A CIDADE DA BOA TERRA NO INTERIOR DO BRASIL

O artigo abaixo é da escritora Margarida Kungli, publicado em 1.939 em um jornal da cidade de Berna, na Suiça

Uma cidade do Estado de Berna (Capital da Suíça) escreve para nós.

Numa noite de total escuridão, havia horas que estávamos sentados num monstro barulhento que se denomina "jardineira", fazendo conexão entre uma estação ferroviária e um lugarejo numa floresta. Lindíssimo estava o céu noturno onde se distinguiam a sombra das palmeiras e de gigantescos pinheiros. À nossa frente a imensidão do céu com milhares de estrelas brilhantes. Os poucos viajantes estão sentados calados no seu banco. A maioria quase dormindo já esgotados da longa viagem. Já não é mais o aperto barulhento da lotação de japoneses e pretos desta tarde. São poucos os que ainda não chegaram ao abrigo das suas precárias moradias. A chuva de ontem deixou o leito da estrada totalmente amolecido e com grandes buracos. Uma vez é o lado direito outra vez o lado esquerdo da jardineira que afunda no barro da estrada. Às vezes, passamos por longas poças e a água aos lados da condução parecem como ondas de uma embarcação a vapor cruzando um canal. Numa curva as luzes do veículo iluminam um jegue que está pastando à beira da estrada. De que mal trato este jegue deve-se ter refugiado na solidão da floresta?

Na nossa frente estamos vendo fogueiras dos dois lados da estrada. Uma aldeia? A jardineira pára. Nós estamos num acampamento. Provavelmente de um grupo de medição topográfica. Estamos vendo o fogo das gigantescas toras e ao redor estão sentados homens barbudos de aparência selvagem. Alguns levantam para inspecionar os passageiros. De bom gosto oferecem ao motorista um cafezinho. Esse homem representa, para eles, provavelmente durante semanas, talvez até meses, a única ligação com a civilização.

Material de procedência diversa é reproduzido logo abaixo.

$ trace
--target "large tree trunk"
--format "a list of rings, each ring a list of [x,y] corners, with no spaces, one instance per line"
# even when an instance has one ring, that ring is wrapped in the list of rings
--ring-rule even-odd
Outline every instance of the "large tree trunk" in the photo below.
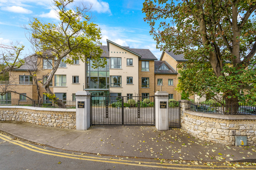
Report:
[[[229,95],[231,96],[232,94],[229,94]],[[225,100],[226,107],[225,109],[224,110],[225,113],[230,115],[234,115],[237,113],[239,105],[238,103],[238,98],[235,98],[231,97],[228,98],[227,96],[229,95],[226,95],[224,96]]]

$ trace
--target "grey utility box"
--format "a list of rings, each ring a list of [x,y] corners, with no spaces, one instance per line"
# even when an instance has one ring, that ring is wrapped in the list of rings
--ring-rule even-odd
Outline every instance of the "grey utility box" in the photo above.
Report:
[[[236,146],[247,146],[247,137],[246,136],[236,136]]]

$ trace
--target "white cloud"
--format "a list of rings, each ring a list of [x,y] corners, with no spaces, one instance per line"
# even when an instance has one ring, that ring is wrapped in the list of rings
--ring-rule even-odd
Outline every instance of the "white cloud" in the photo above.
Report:
[[[44,12],[41,14],[39,15],[39,17],[42,18],[53,18],[56,19],[58,19],[58,15],[56,13],[56,11],[53,9],[51,10],[48,13]]]
[[[131,48],[149,49],[156,57],[158,59],[160,58],[162,51],[156,48],[152,36],[147,33],[143,33],[143,29],[112,27],[105,25],[99,26],[101,29],[102,38],[101,41],[102,45],[107,45],[108,39],[117,44],[129,47]]]
[[[107,12],[111,14],[109,5],[107,2],[98,0],[85,0],[92,4],[92,10],[97,11],[99,13]]]
[[[4,39],[2,38],[0,38],[0,44],[4,45],[10,45],[10,43],[12,41],[9,39]]]
[[[16,13],[31,14],[33,12],[32,11],[19,6],[12,6],[2,7],[1,8],[1,9],[3,10],[9,12],[12,12]]]

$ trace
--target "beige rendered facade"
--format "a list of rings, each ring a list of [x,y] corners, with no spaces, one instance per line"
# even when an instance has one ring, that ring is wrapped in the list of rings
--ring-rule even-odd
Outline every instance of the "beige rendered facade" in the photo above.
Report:
[[[142,96],[144,98],[153,96],[161,89],[168,93],[170,98],[180,99],[180,93],[175,90],[179,76],[176,66],[185,61],[178,61],[165,52],[159,61],[148,49],[130,48],[108,40],[107,43],[107,46],[100,46],[104,52],[102,57],[106,58],[108,62],[105,68],[92,68],[90,63],[81,60],[71,65],[64,62],[60,65],[51,87],[57,97],[63,100],[74,100],[75,93],[84,90],[95,96]],[[52,67],[45,67],[45,62],[40,58],[36,60],[37,76],[43,81],[43,78],[49,74]],[[29,75],[29,69],[31,68],[25,66],[12,71],[12,77],[19,83],[21,76]],[[13,88],[37,100],[36,86],[34,84],[18,83]],[[43,96],[46,92],[42,85],[40,90]],[[44,97],[44,99],[46,99]],[[19,97],[19,95],[12,93],[12,98]]]
[[[109,93],[121,93],[122,96],[132,94],[132,96],[135,96],[136,94],[139,93],[138,70],[140,56],[130,50],[111,43],[109,44],[109,49],[110,83]],[[121,60],[121,66],[116,66],[115,62],[116,59]],[[129,63],[127,63],[127,60],[129,60]],[[114,79],[116,76],[121,77],[121,85],[116,85],[114,83]]]

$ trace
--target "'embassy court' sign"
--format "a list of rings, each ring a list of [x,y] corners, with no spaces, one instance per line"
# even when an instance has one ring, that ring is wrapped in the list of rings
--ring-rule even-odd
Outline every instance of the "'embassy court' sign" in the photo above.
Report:
[[[160,108],[167,108],[167,102],[166,101],[160,101]]]
[[[77,107],[78,108],[84,108],[84,102],[77,101]]]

Nós continuamos quilômetro após quilômetro sempre dentro da selva. No fim chegamos num pequeno agrupamento de casas, provavelmente um último posto avançado da civilização. Daqui ao Rio Paraná reina selva ainda não desbravada. Com meu marido, seus três ajudantes e eu como únicos passageiros da jardineira, continuamos por mais dois quilômetros, e numa curva repentina contornado um pasto com buracos, a jardineira pára em frente a uma placa: "LUCÉLIA: A CIDADE DA TERRA BOA", o nosso destino. Um homem aparece com uma lamparina de petróleo e nos mostra o caminho para uma casa de madeira. A jardineira volta.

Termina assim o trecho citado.